Ziel war es, den wirklichen Liebesbrief, der nicht für die Veröffentlichung gedacht war, fernab von Mythen (neu) zu entdecken – auch als eine ‘Sprachgeschichte von unten’2.

Prof. Dr. Eva L. Wyss (Universität Koblenz), 7. März 2024

Mit diesem Ziel gehen verschiedene Fragestellungen einher; beispielsweise nach dem Wandel der Liebesbriefe, aber auch nach den Herausforderungen hinsichtlich ihrer Erforschung: Wie kann mit solch authentischen (unredigierten) Dokumenten oder mit intimer Kommunikation umgegangen werden?

Im Zuge der Forschung des Archivs wurde 2014 ein System der computerphilologischen Entwicklung zur langfristigen Archivierung sowie ein Katalog eingeführt, wodurch eine systematische Erschließung (Digitalisierung, Erfassung von Metadaten) ermöglicht wurde. Durch diese Schritte der wissenschaftlichen Erforschung wurde aus dem Archiv ein wissenschaftliches Korpus, das seit 2019 auch von Studierenden in universitären Seminaren erschlossen wird. Somit dient das Liebesbriefarchiv und seine Forschung auch den Nachwuchswissenschaftler*innen zur weiteren Qualifizierung.

Prof. Dr. Eva Lia Wyss (Universität Koblenz, Gruß & Kuss-Verbundpartnerin und Gründerin des Liebesbriefarchivs). CC-BY-SA Liebesbriefarchiv/Debby Trzeciak

Die Forschung des Liebesbriefarchivs bietet auf induktive Art und Weise neue Erkenntnisse in den Bereichen der Textsorte, der kommunikativen Gattungen und deren Wandel. Vor allem Briefe aus dem 20. Jahrhundert können exemplarisch für diesen Wandel stehen, lässt sich hier doch gerade ein Zuwachs an Briefanlässen beobachten. So findet man hier beispielsweise mehr kurze, spontane Kommunikation. Aber nicht nur die Anlässe, sondern auch die Medienformate ändern sich: Neben hand- oder maschinengeschrieben Briefen treten zunehmend digitale Formate wie Mails oder WhatsApp-Nachrichten auf. Trotz dieser besonderen Wandelbarkeit kann der Liebesbrief in all seinen medialen Formen und Inhalten als Schriftstück definiert werden, in dem Liebe ausgedrückt wird. 
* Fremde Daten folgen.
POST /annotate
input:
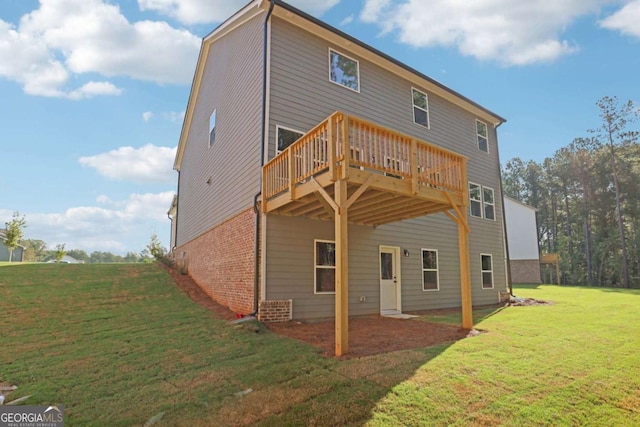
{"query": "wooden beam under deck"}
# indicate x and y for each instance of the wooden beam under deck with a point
(351, 171)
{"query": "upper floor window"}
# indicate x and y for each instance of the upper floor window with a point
(344, 70)
(489, 205)
(325, 267)
(483, 139)
(212, 128)
(487, 271)
(430, 279)
(285, 137)
(420, 108)
(481, 202)
(475, 200)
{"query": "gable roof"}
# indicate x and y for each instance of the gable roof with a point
(321, 29)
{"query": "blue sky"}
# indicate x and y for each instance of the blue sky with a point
(93, 91)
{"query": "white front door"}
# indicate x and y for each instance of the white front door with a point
(389, 279)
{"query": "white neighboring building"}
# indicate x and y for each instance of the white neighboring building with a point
(522, 237)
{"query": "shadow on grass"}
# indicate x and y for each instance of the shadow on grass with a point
(453, 316)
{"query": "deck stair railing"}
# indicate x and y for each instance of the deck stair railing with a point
(343, 140)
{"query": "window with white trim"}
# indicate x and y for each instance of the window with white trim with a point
(483, 138)
(487, 271)
(489, 205)
(481, 202)
(212, 128)
(475, 200)
(285, 137)
(344, 71)
(430, 274)
(324, 267)
(420, 108)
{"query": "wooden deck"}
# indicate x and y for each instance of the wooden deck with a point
(392, 176)
(349, 170)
Panel-Diskussion: Citizen Science in den Geisteswissenschaften – Chancen und Herausforderungen

Zum Ende des 1. Tagungstages folgte eine Panel-Diskussion zum Thema “Citizen Science in den Geisteswissenschaften – Chancen und Herausforderungen”. Moderiert wurde die Diskussion von Dr. Aglaia Schieke von der Akademie der Wissenschaften und der Literatur in Mainz. Die Teilnehmer*innen der Diskussion setzten sich zusammen aus Wissenschaftler*innen, Gruß & Kuss-Bürgerwissenschaftler*innen und mitarbeitenden Studierenden.

Die Teilnehmer*innen der Panel-Diskussion. Von links: Inka Engel, Nadine Völkl, Andrea Rapp, Marc Gräf, Madeleine Hamm, Aglaia Schieke. CC-BY-SA Liebesbriefarchiv/Debby Trzeciak.

In der Panel-Diskussion wurde auf die besondere Herausforderung von geisteswissenschaftlichen Citizen-Science-Projekte eingegangen, wie Gruß & Kuss eines ist. Aber auch darauf, welche Chancen und welchen Mehrwert gerade geisteswissenschaftliche Citizen-Science-Projekte bieten.

Alles zu den Fragen und Inhalten der Panel-Diskussion finden Sie im Beitrag zu Citizen Science in den Geisteswissenschaften – Chancen und Herausforderungen.

Zum Abschluss des 1. Tagungstages kamen alle Teilnehmer*innen zu einem Welcome Cocktail zusammen. 

Abschlusstagung Tag 2: Citizen Science und (Liebes-)Briefforschung 

Der zweite Tagungstag widmete sich dem Thema Citizen Science und der (Liebes-)Briefforschung. Wissenschaftler*innen aus ganz Deutschland und sogar aus Belgien haben sich mit Vorträgen am Tagungsprogramm beteiligt – und aus linguistischer, literaturwissenschaftlicher sowie historischer Perspektive berichtet. Moderiert und begleitet wurde der 2. Tagungstag von den Wissenschaftlichen Mitarbeiterinnen des Gruß & Kuss-Projektes Nadine Dietz (TU Darmstadt) und Lena Dunkelmann (Universität Koblenz).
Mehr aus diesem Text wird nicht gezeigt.